What I am Wearing:
Ann Taylor Black and White Stripes Top (here) | Uniqlo Black Leggings Pants (here) | Uniqlo Black Women Cashmere Blended Stand Collar Coat (sold out, try this here) | Old Navy Winter Ankle Boots (here) | Aldo Camel Tote (here)
A few years ago, I decided to walk the heart and process of Forgiving and Forgetting because I felt stuck. It was not an easy task. I had to revive some unfortunate events in the process and shed a lot of tears. For a number of years I had built walls around me as a defense mechanism in fear of being hurt. As the saying goes, hurt people hurt people. Unfortunately, I didn’t see it that way. To me, I was just protecting myself not aware of the wisdom in Proverbs that says:”As water reflects the face so one’s life reflects the heart.”
I will find that out quickly enough. I was at my best in many areas in my life and I started to believe that I needed no one but me, myself, and I. After all, I arrived where I was all by myself…all by my spiritually, mentally, and relationally void self. You see, the woman that people saw outside with the smile, the style, the self-confidence, and the successful career was screaming for help inside. I was leading but needed and wanted to be led. I was helping but needed and wanted to be helped. I was comforting but needed and wanted to be comforted. Everything started to crumble around me.
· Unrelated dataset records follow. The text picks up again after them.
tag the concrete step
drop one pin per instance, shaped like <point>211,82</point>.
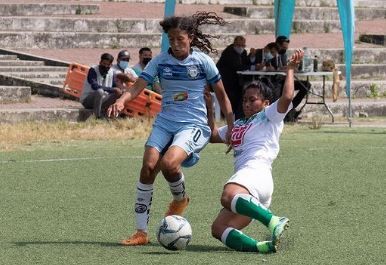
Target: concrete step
<point>13,25</point>
<point>360,56</point>
<point>61,40</point>
<point>42,115</point>
<point>20,63</point>
<point>36,87</point>
<point>306,13</point>
<point>45,9</point>
<point>13,94</point>
<point>33,69</point>
<point>373,38</point>
<point>318,3</point>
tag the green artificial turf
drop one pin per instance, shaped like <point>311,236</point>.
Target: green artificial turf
<point>72,202</point>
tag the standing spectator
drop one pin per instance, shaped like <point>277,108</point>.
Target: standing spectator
<point>123,67</point>
<point>181,129</point>
<point>280,63</point>
<point>100,89</point>
<point>261,58</point>
<point>145,56</point>
<point>234,58</point>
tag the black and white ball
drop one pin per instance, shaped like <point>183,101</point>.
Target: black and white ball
<point>174,232</point>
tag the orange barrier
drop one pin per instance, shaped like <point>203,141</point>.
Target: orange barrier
<point>147,103</point>
<point>76,75</point>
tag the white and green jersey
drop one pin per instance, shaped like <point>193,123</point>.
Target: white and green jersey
<point>256,139</point>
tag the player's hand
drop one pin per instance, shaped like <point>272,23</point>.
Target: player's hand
<point>208,99</point>
<point>115,109</point>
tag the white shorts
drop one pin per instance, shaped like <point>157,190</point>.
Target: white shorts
<point>192,138</point>
<point>257,179</point>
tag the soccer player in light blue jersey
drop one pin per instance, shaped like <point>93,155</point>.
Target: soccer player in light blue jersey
<point>181,129</point>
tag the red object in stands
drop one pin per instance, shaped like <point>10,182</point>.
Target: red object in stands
<point>147,103</point>
<point>76,75</point>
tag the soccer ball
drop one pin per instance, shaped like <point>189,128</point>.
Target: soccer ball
<point>174,232</point>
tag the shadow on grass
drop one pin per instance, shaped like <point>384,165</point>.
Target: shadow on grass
<point>102,244</point>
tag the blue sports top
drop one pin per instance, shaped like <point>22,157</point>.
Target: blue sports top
<point>183,83</point>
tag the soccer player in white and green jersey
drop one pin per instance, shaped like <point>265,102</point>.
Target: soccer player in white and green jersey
<point>255,141</point>
<point>181,129</point>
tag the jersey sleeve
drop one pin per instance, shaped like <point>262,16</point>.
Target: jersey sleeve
<point>272,113</point>
<point>212,73</point>
<point>222,131</point>
<point>151,70</point>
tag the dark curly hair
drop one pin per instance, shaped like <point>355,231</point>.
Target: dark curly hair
<point>191,25</point>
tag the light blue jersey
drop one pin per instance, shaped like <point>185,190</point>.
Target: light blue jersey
<point>183,83</point>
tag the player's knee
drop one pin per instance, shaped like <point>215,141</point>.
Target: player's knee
<point>226,199</point>
<point>148,169</point>
<point>169,167</point>
<point>217,230</point>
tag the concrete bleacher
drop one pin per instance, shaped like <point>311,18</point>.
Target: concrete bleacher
<point>78,24</point>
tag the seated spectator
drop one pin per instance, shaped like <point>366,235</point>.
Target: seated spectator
<point>99,89</point>
<point>123,67</point>
<point>145,55</point>
<point>234,58</point>
<point>260,59</point>
<point>279,62</point>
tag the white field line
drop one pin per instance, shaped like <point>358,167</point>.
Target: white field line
<point>68,159</point>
I hit rock bottom but in that rock bottom, I found my Rock! God’s help came in ways that I didn’t expect. I expected God to make all my problems go away in a twinkle of an eye so that I can start fresh. I realized quickly that God was interested more in the state of my heart more than anything else. That frustrated me a bit because I wanted God to do things my way. The God I had heard of is like the genie in the lamp. You rub the lamp. He comes out and grants your wish. Then He goes back in until further notice.
This God I was getting to know was different. He opened the eyes of my heart to see that I am His creation, His masterpiece and I needed to take all my broken pieces back to Him: my Creator, my Source, and my Father. The God that I now know wanted a personal relationship with me. He wanted me to trust Him enough to surrender my broken self to Him in exchange for His very best.
Remember, I was at my lowest so all God was pretty much getting was my broken, hurt, disillusioned, and suspicious self. I mean I had done so many wrongs, I had lost count. I had been so hurt that I didn’t trust no one, not even myself. God showed me that I needed to embark in the heart and process of forgiving and forgetting my past in order to move on.
The heart and process of forgiving and forgetting was easier said than done. Actually the whole process was frightening but I now understand that those hurts in my past were paralyzing me to the point that I was a prisoner to them. Once I realized how much power I was giving to my past to the expense of my present and my future, I chose to let go by reopening the doors to those dark places and face them heart and head on.
The heart and process of forgiving and forgetting enabled me to bring closure one by one for good with God’s help. Today, I no longer view my past with guilt, shame and anger. That’s the forgiving part! I now view my past as a series of lessons learned along the way to make me who God created to be. That’s the forgetting part!
The heart and process of forgiving and forgetting is an ongoing process because we are all flawed beings loving others as best as we know so . I was reminded of that during our 21 days Daniel Fast this year as we covered 21 Days WELLthy Inspirations to add fuel to the fasting journey and one of the topic was about forgiveness.
The heart and process of forgiving and forgetting teaches us that once you bring closure and start on a clean slate to remember that love is freely given but trust is earned. People are quick to jump on the fact that once you have forgiven them, you should trust them again. I say not so fast because once trust is broken, the work needs to be put in to reestablish it.
We are all humans, however, I know and serve a perfect God who is the epitome of forgiving and forgetting an imperfect being like me. He was asking me to do the same for others. I choose the heart and process of forgiving and forgetting as much as I can for a better relationship with My Father, myself, my husband, my children and others. In the heart and process of forgiving and forgetting I have freed myself from the negative emotions and feelings that were preventing me from achieving my best. This is the best gift we can give to ourselves and others!